Em 12 meses, caberá à Fipai realizar estudos para escolha do local, elaborar projeto para resíduos e recuperação ambiental
Jaú - A Prefeitura de Jaú vai dar uma solução para um problema ambiental que vinha se arrastando por várias décadas no município: a destinação adequada para o lixo urbano. O prefeito de Jaú, João Sanzovo Neto (PDT), assina hoje, às 14h30, contrato com a Fundação para o Incremento da Pesquisa e do Aperfeiçoamento Industrial (Fipai) para a elaboração do projeto para a instalação de um aterro sanitário.
A Fipai é uma fundação ligada à Escola de Engenharia da Universidade de São Paulo (USP), de São Carlos e estará representada, na assinatura do documento, por seu diretor-presidente, Odilson Coimbra Fernandes, e o diretor-tesoureiro, José Reynaldo Setti.
Pelo contrato, que tem prazo de vigência de 12 meses, caberá à Fipai realizar estudos para a escolha do local, elaborar o projeto do aterro para resíduos sólidos e também estudos para a recuperação ambiental da atual área do lixão municipal, na estrada Jaú-Brotas.
A fundação também terá como atribuição elaborar o Relatório Ambiental Preliminar (RAP) e orientar toda a fase de implantação do projeto, o que originará um manual de operação do aterro e um roteiro para sua monitoração.
Todo o trabalho será desenvolvido com observação da Secretaria Municipal de Planejamento e Obras. Segundo o engenheiro Nilo André Bernardi Filho, secretário titular da pasta, o local para a instalação do aterro deve ficar longe de córregos e nascentes e atender especificações da Companhia Técnica de Saneamento Ambiental (Cetesb).
Um dos locais que deve ser objeto de estudo pela Fipai é uma depressão com aproximadamente 800 metros de extensão e 5 metros de profundidade, entre os municípios de Jaú e Bocaina.

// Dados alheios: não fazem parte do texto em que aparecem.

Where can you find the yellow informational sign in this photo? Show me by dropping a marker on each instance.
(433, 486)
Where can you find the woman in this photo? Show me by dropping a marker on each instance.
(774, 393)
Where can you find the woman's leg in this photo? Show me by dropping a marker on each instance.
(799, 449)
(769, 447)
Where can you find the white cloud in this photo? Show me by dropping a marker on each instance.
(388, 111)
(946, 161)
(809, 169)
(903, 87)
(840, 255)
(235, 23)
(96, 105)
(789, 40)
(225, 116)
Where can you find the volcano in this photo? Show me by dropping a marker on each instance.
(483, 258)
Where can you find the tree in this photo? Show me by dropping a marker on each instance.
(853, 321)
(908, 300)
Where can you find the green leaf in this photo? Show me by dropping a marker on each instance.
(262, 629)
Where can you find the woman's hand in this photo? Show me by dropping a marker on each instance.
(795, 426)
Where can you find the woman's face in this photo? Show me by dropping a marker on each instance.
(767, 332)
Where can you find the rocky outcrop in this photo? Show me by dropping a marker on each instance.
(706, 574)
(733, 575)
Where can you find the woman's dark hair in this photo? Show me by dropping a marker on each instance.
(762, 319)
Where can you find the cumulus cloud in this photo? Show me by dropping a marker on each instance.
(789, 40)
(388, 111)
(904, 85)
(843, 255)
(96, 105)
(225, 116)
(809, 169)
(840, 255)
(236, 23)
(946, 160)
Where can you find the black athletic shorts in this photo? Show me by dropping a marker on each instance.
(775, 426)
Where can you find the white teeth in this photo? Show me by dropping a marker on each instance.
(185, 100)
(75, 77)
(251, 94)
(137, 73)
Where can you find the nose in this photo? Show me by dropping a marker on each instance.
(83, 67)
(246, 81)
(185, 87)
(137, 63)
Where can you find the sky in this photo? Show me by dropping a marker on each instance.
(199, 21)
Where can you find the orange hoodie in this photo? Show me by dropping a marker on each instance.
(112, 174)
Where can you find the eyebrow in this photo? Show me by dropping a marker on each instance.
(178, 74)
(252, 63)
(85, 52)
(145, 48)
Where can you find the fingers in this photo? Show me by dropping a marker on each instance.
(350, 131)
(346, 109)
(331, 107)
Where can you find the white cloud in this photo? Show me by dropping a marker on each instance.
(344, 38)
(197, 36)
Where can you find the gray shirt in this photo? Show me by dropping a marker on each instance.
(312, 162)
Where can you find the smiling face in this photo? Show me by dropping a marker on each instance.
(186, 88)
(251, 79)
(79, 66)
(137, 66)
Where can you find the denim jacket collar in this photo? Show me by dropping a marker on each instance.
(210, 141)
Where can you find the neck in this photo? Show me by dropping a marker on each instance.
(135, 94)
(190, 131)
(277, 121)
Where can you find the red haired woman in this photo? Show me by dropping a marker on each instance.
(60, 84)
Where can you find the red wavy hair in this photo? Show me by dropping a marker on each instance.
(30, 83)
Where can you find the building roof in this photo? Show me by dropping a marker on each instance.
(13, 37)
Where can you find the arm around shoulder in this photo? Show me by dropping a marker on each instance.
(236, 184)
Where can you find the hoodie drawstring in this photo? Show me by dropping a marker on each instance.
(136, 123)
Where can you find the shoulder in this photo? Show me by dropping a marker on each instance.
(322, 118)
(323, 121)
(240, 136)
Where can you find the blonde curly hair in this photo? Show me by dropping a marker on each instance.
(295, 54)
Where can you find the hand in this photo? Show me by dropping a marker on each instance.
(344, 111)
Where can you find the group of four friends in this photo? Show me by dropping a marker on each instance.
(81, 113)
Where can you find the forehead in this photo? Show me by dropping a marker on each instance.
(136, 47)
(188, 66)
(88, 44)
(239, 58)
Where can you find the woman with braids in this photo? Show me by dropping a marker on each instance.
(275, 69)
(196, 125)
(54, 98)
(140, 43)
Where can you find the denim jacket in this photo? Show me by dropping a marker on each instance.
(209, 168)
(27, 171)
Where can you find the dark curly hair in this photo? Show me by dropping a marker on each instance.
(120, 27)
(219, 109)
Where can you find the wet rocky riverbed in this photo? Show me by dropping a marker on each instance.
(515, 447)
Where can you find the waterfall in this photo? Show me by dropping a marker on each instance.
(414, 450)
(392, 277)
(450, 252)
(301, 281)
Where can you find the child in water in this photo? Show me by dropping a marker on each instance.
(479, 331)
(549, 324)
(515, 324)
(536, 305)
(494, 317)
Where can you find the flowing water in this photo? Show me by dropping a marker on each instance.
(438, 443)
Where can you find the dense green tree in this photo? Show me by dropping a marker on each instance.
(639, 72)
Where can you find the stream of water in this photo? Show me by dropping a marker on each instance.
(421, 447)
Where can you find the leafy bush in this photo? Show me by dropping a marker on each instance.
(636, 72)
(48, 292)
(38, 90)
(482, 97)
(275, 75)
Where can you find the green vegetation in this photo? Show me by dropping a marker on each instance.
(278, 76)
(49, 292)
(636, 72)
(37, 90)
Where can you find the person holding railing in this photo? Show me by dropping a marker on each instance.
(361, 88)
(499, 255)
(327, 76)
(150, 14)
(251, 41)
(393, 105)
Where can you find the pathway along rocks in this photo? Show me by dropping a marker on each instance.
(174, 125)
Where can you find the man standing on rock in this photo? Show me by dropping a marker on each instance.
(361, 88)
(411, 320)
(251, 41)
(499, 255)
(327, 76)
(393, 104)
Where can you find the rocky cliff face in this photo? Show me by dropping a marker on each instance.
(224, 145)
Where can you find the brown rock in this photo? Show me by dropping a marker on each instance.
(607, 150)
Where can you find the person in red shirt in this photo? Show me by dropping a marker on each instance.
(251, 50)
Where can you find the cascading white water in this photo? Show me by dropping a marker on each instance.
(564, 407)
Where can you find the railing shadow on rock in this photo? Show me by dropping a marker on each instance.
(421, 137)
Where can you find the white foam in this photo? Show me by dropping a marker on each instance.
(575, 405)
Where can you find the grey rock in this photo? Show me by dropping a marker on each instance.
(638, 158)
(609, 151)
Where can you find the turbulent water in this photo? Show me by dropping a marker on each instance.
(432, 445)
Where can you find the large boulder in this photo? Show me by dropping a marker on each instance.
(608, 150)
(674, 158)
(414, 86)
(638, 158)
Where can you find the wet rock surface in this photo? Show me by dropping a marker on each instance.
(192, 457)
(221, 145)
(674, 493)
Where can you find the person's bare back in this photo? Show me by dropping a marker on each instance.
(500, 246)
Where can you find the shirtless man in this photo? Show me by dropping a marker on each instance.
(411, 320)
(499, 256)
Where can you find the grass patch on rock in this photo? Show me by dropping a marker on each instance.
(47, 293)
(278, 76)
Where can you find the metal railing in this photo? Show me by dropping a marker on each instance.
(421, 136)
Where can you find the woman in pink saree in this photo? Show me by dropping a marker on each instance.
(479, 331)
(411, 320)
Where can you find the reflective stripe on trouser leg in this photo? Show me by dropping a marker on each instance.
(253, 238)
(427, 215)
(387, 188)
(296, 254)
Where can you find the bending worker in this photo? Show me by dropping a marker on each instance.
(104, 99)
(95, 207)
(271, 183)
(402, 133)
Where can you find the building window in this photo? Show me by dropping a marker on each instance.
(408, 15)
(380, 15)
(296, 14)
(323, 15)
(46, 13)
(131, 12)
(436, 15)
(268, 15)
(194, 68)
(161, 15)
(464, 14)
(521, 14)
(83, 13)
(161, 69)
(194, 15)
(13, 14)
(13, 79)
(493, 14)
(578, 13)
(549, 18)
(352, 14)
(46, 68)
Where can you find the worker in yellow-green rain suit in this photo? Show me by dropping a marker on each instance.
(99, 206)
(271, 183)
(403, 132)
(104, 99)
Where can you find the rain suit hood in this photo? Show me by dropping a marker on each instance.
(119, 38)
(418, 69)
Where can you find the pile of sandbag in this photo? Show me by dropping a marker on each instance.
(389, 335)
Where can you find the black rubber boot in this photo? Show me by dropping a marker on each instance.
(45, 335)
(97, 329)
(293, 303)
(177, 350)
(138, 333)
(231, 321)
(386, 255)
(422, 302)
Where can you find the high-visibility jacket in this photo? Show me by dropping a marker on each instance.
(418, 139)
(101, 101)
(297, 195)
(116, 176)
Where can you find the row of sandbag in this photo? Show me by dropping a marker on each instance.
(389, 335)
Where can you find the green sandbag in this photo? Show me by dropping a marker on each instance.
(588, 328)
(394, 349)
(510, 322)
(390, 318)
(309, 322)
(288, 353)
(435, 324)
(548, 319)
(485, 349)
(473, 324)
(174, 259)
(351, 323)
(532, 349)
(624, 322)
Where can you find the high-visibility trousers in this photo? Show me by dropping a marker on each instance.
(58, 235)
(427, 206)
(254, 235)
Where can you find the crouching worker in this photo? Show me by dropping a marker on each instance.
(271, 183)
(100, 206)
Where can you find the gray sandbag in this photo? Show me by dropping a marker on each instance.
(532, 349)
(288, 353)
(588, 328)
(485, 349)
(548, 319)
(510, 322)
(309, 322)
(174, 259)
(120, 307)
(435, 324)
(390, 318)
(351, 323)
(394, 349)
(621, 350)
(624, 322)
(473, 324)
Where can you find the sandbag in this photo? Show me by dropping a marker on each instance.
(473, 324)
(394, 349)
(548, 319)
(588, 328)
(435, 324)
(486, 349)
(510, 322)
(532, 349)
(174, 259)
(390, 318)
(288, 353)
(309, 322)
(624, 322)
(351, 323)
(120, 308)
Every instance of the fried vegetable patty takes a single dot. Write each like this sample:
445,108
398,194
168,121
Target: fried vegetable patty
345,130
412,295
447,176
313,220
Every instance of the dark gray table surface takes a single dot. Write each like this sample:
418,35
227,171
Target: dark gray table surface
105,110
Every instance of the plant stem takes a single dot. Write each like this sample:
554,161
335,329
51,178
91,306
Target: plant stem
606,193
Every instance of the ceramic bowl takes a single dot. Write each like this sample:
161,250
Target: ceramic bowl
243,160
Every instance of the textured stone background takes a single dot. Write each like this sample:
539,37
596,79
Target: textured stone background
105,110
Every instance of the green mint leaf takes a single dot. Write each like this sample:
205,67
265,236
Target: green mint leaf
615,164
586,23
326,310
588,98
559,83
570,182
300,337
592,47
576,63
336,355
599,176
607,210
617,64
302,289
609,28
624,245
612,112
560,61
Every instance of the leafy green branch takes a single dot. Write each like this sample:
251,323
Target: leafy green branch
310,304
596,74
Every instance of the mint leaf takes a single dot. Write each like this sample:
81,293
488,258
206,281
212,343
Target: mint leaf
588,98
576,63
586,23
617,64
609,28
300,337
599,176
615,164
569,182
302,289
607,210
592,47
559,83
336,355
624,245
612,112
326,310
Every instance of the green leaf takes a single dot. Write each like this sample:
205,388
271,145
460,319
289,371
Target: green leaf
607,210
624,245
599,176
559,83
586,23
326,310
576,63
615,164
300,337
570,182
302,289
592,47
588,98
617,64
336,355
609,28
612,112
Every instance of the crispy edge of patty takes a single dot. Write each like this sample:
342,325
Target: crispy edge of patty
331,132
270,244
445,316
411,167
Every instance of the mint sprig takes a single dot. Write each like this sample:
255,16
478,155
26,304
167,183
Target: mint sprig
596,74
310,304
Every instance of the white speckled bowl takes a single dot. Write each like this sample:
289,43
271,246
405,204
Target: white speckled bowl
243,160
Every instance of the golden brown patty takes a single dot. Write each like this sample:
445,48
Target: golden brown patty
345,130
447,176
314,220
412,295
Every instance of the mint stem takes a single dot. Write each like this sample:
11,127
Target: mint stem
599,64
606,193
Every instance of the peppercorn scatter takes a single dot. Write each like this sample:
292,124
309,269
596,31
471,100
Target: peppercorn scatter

Segundo Nilo Bernardi Filho, se escolhida pela fundação, a área deve sofrer um rebaixamento e poderá servir como aterro sanitário pelos próximos 15 anos. Depois de despejado no local, o lixo é compactado por uma máquina e aterrado, explica o secretário. O aterro deve contar também com um coletor de chorume (líquido que advém da decomposição do lixo), que passará por tratamento.
Segundo a Secretaria Municipal de Planejamento e Obras são coletados atualmente em Jaú cerca de 70 toneladas de lixo. Com a implantação do aterro sanitário, conforme Nilo Bernardi Filho, deve ser incentivada, com a participação da comunidade, a adoção da coleta seletiva de lixo. A Fipai deve apresentar também algumas propostas para essa coleta.
Determinação da Justiça
A implantação de um aterro sanitário estava prevista no plano de governo do prefeito João Sanzovo e vem atender também uma determinação judicial. A 8.ª Câmara de Direito Público do Tribunal de Justiça do Estado de São Paulo havia condenado a Prefeitura de Jaú a construir, num prazo de 12 meses, um aterro ou uma usina de compostagem para garantir a destinação adequada do lixo da cidade.
A condenação é uma resposta à ação civil pública movida contra a Prefeitura no final de 1996. Para o Tribunal, apesar das inúmeras oportunidades para saná-lo no decorrer da demanda, ela (a Prefeitura) apenas tomou medidas paliativas.